All of these tuition rates pertain to full-time students. Separate schedules have been set up for part-time students, who will pay according to the number of hours they take.
If your family is looking for something else to do, for ideas to give variety to family life, the Paxman book comes to the rescue.
It’s a practical book with a format designed to be compatible with the Church’s family home evening program. Applying gospel principles to family life is an underlying emphasis. Chapter materials include ways to encourage greater joy in being a family as well as suggested experiences that bring growth.
Considered is the balance between togetherness and aloneness, between heavily programmed family activities and treasured times by yourself. The value in the spontaneous teaching moment is emphasized in this new Bookcraft issue and clues to point up the time are named.
This is a how-to book with suggestions backed by step-by-step instruction. The reader even gets a clear idea of what a certain activity is supposed to reap for the family.
Can you picture a family costume party with members representing grandma and grandpa, great-aunt somebody, and little cousin so-and-so from way back on the family tree? What a teaching time about national heritage, quaint cultural customs, and personal tragedy or honor this could be.

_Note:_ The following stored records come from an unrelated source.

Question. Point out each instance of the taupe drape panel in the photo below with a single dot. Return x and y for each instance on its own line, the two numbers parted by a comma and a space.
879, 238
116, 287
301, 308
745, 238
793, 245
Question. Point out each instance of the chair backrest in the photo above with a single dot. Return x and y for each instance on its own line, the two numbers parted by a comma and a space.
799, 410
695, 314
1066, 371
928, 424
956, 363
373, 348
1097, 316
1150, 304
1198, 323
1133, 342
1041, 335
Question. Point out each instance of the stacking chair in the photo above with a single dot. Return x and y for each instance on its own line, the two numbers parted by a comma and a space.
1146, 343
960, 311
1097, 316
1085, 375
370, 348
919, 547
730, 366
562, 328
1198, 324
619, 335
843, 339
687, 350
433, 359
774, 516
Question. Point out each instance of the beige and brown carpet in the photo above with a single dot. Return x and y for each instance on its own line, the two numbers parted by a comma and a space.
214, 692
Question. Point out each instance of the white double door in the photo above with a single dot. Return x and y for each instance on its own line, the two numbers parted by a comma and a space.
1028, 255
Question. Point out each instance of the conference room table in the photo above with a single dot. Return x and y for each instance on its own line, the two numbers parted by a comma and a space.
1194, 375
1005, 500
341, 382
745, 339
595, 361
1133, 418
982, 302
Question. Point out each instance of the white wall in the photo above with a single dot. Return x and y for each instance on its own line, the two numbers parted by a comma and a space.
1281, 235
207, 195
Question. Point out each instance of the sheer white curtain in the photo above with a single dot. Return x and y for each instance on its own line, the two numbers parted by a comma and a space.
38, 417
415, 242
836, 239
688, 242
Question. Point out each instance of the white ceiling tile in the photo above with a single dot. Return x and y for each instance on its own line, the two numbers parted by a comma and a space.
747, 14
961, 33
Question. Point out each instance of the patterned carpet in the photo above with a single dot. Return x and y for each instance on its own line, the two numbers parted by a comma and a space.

What do you say when one of your teachers begins to advocate population control as the obvious solution to pollution and a host of sociological outrages? You can insist that ethically such control is wrong, but without some facts to back up your opinions you will probably not get very far in changing your teacher’s ideas or those of your classmates. For some hard artillery to defend your stand, Howard M. Bahr and Darwin L. Thomas, who have both written for the New Era in past months, and Bruce A. Chadwick have edited a collection of the best articles and papers written on the subject. The majority of the selections are written by non-Mormons who are well-known authorities in several scientific fields. In addition are a number of papers by leading LDS authorities on the subject of overpopulation.
Population, Resources, and the Future is divided into sections dealing with population control proposals, overpopulation as related to the productivity potential of the earth, large families and sociological ills, environmental damage and population, future crises, and the ethical acceptability of population control.
Whether for your own interest or to answer the questions of others, this scholarly volume can be of value.
At last! An aid for those missionaries (or anyone else for that matter) who never listened to their mothers when they said, “Practice the piano now while you’re young, or later on you’ll be sorry!” Here it is, later on, and you’re called on to accompany the congregational singing at district conference. What do you do? Panic? No! You reach for that long-needed new publication, Hymns: The Church of Jesus Christ of Latter-day Saints, Simplified Accompaniments. It contains 152 simplified arrangements of hymns from the current hymnal and makes the job easier not only for the accompanist but also for the congregation as many of the hymns have been transposed into lower keys, making them easier to sing. Another plus for the publication is the binding, which is made to stay open while in use. This book should be a part of every member’s musical emergency survival kit.